Voilà, c’est dit. Se plaindre rend malade physiquement.

Une étude publiée par l’Université de Stanford révèle que le fait de se plaindre de façon quotidienne et de cultiver de l’énergie négative, discipline favorite pour certaines personnes, peut rendre malade physiquement et contribue à développer des problèmes de santé importants.

Le piège de se plaindre est subtil, car lorsque l’on se plaint, on a bien souvent l’impression que l’on se libère de quelque chose, qu’on libère les tensions, mais c’est tout le contraire que notre cerveau et notre corps comprend.

Dans l’étude, on apprend que le cerveau adore la simplicité et la répétition, ce qui fait en sorte que lorsqu’on répète une action ou une parole, en l’occurrence se plaindre de façon quotidienne, celui-ci emmagasine cette routine et tend à la reproduire de façon naturelle.

Cette «routine plaignarde» fait en sorte qu’éventuellement pour l’individu, être négatif deviendra beaucoup plus facile que d’être positif. De plus, ce cercle vicieux change l’image des gens envers l’individu, ce qui n’est jamais positif.

On apprend aussi dans l’étude que se plaindre crée des dommages à une région du cerveau, l’hippocampe, essentielle à la résolution de problèmes et à l’intelligence. C’est aussi une des premières régions du cerveau attaquées par la maladie d’Alzheimer

Pas encore convaincu d’arrêter de «chialer»?

Les dommages causés par le fait de se plaindre vont plus loin que ceux du cerveau.

Lorsque l’on se plaint, on crée du stress. Ce stress fait en sorte que le corps libère une hormone qui se nomme le cortisol.

Le cortisol est cette hormone qui est utilisée habituellement en cas d’immense stress, d’urgence ou peur pour sa vie. Le cortisol prend l’oxygène, le sang et l’énergie du corps pour la diriger essentiellement vers cet «état de survie» auquel le corps pense devoir faire face.

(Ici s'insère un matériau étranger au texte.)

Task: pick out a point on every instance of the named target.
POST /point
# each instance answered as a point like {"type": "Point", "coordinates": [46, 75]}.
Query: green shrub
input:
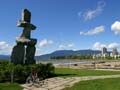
{"type": "Point", "coordinates": [21, 72]}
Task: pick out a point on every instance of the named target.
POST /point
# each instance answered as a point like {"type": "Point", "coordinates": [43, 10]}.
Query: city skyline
{"type": "Point", "coordinates": [63, 24]}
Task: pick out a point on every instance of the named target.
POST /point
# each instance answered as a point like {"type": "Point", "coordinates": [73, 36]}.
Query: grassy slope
{"type": "Point", "coordinates": [99, 84]}
{"type": "Point", "coordinates": [9, 86]}
{"type": "Point", "coordinates": [82, 72]}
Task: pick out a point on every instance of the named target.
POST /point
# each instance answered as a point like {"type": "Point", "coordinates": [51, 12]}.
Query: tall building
{"type": "Point", "coordinates": [114, 52]}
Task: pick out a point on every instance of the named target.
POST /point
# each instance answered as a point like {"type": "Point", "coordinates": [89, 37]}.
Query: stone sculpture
{"type": "Point", "coordinates": [24, 51]}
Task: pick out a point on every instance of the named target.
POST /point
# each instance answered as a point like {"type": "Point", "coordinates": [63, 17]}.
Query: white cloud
{"type": "Point", "coordinates": [71, 45]}
{"type": "Point", "coordinates": [45, 42]}
{"type": "Point", "coordinates": [94, 31]}
{"type": "Point", "coordinates": [99, 46]}
{"type": "Point", "coordinates": [67, 46]}
{"type": "Point", "coordinates": [61, 47]}
{"type": "Point", "coordinates": [90, 14]}
{"type": "Point", "coordinates": [113, 45]}
{"type": "Point", "coordinates": [5, 48]}
{"type": "Point", "coordinates": [116, 27]}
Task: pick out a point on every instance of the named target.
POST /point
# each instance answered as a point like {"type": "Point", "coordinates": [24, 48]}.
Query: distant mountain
{"type": "Point", "coordinates": [67, 53]}
{"type": "Point", "coordinates": [7, 57]}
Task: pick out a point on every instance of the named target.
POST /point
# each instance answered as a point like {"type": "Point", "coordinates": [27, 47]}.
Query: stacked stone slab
{"type": "Point", "coordinates": [24, 50]}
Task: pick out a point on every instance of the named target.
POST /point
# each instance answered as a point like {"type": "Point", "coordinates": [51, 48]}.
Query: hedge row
{"type": "Point", "coordinates": [21, 72]}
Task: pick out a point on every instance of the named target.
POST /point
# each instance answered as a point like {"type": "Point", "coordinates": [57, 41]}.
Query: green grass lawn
{"type": "Point", "coordinates": [99, 84]}
{"type": "Point", "coordinates": [9, 86]}
{"type": "Point", "coordinates": [82, 72]}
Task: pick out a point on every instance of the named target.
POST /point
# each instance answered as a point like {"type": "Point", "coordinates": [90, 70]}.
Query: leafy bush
{"type": "Point", "coordinates": [21, 72]}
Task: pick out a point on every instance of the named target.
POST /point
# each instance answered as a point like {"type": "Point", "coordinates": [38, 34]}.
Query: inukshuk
{"type": "Point", "coordinates": [24, 50]}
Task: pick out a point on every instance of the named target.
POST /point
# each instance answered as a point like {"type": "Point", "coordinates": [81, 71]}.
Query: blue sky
{"type": "Point", "coordinates": [63, 24]}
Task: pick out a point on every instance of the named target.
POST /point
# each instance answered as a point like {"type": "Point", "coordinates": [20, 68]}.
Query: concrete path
{"type": "Point", "coordinates": [58, 83]}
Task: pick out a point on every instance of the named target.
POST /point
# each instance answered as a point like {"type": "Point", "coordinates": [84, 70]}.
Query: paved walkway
{"type": "Point", "coordinates": [58, 83]}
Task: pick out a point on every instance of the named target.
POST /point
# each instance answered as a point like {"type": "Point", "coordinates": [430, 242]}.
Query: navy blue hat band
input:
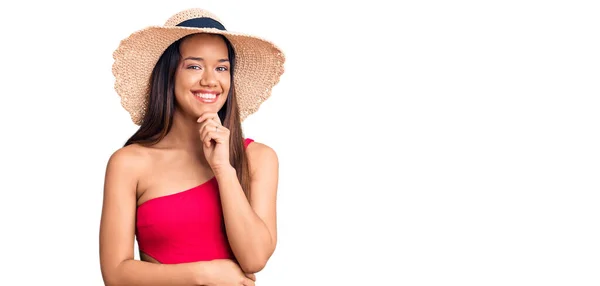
{"type": "Point", "coordinates": [202, 23]}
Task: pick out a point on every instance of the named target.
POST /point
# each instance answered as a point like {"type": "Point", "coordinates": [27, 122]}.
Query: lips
{"type": "Point", "coordinates": [206, 96]}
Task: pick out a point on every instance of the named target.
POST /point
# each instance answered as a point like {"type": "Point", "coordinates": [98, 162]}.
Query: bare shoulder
{"type": "Point", "coordinates": [128, 160]}
{"type": "Point", "coordinates": [261, 156]}
{"type": "Point", "coordinates": [128, 156]}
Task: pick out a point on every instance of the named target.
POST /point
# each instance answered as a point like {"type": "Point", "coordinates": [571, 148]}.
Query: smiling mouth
{"type": "Point", "coordinates": [205, 97]}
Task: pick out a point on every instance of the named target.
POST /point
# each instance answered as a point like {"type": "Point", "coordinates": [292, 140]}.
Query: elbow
{"type": "Point", "coordinates": [253, 265]}
{"type": "Point", "coordinates": [110, 275]}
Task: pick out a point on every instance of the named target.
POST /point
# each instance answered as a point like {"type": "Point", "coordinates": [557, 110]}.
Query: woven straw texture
{"type": "Point", "coordinates": [259, 63]}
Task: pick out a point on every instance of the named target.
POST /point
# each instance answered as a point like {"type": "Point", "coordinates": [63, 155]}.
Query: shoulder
{"type": "Point", "coordinates": [128, 159]}
{"type": "Point", "coordinates": [261, 155]}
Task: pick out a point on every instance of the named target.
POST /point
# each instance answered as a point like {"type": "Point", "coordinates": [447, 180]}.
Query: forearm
{"type": "Point", "coordinates": [135, 272]}
{"type": "Point", "coordinates": [248, 235]}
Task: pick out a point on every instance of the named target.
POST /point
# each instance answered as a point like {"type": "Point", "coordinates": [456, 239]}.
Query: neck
{"type": "Point", "coordinates": [184, 134]}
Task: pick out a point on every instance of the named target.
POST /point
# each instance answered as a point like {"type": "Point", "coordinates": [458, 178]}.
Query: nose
{"type": "Point", "coordinates": [208, 78]}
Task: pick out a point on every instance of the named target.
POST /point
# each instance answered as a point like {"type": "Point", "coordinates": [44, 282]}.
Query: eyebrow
{"type": "Point", "coordinates": [201, 59]}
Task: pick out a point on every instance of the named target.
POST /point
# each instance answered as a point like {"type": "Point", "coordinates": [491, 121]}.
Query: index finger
{"type": "Point", "coordinates": [251, 276]}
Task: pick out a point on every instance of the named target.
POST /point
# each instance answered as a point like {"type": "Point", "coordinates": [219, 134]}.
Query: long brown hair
{"type": "Point", "coordinates": [158, 118]}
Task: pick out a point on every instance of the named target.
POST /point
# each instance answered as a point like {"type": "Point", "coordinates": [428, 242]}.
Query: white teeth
{"type": "Point", "coordinates": [206, 95]}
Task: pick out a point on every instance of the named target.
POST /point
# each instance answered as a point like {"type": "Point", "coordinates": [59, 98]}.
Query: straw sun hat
{"type": "Point", "coordinates": [259, 63]}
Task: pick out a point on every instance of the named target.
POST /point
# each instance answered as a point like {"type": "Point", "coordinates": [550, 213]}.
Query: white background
{"type": "Point", "coordinates": [426, 143]}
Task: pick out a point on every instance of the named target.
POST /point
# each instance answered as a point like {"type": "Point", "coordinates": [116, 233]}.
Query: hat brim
{"type": "Point", "coordinates": [259, 66]}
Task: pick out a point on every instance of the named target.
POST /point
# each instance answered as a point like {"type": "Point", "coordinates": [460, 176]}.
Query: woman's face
{"type": "Point", "coordinates": [203, 76]}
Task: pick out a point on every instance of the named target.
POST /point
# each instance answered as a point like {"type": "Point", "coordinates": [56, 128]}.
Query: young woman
{"type": "Point", "coordinates": [199, 197]}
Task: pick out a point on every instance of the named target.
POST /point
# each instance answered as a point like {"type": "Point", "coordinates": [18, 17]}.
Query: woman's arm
{"type": "Point", "coordinates": [117, 230]}
{"type": "Point", "coordinates": [251, 226]}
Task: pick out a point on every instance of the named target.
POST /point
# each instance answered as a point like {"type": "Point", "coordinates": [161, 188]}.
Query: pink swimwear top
{"type": "Point", "coordinates": [184, 227]}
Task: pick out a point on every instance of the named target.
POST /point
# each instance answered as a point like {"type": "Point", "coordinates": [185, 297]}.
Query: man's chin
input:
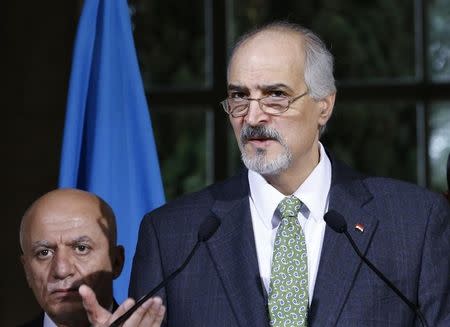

Cette production du cortisol fait augmenter la pression artérielle et le taux de sucre dans le sang, ce qui, de façon répétée, est nettement dommageable pour la santé.

Le surplus de cortisol sécrété à cause de l’énergie négative affaiblit le système immunitaire et favorise l’apparition du cholestérol, du diabète, des maladies cardio-vasculaires et de l’obésité.

Les preuves sont là.  À Go, on devient positif la gang!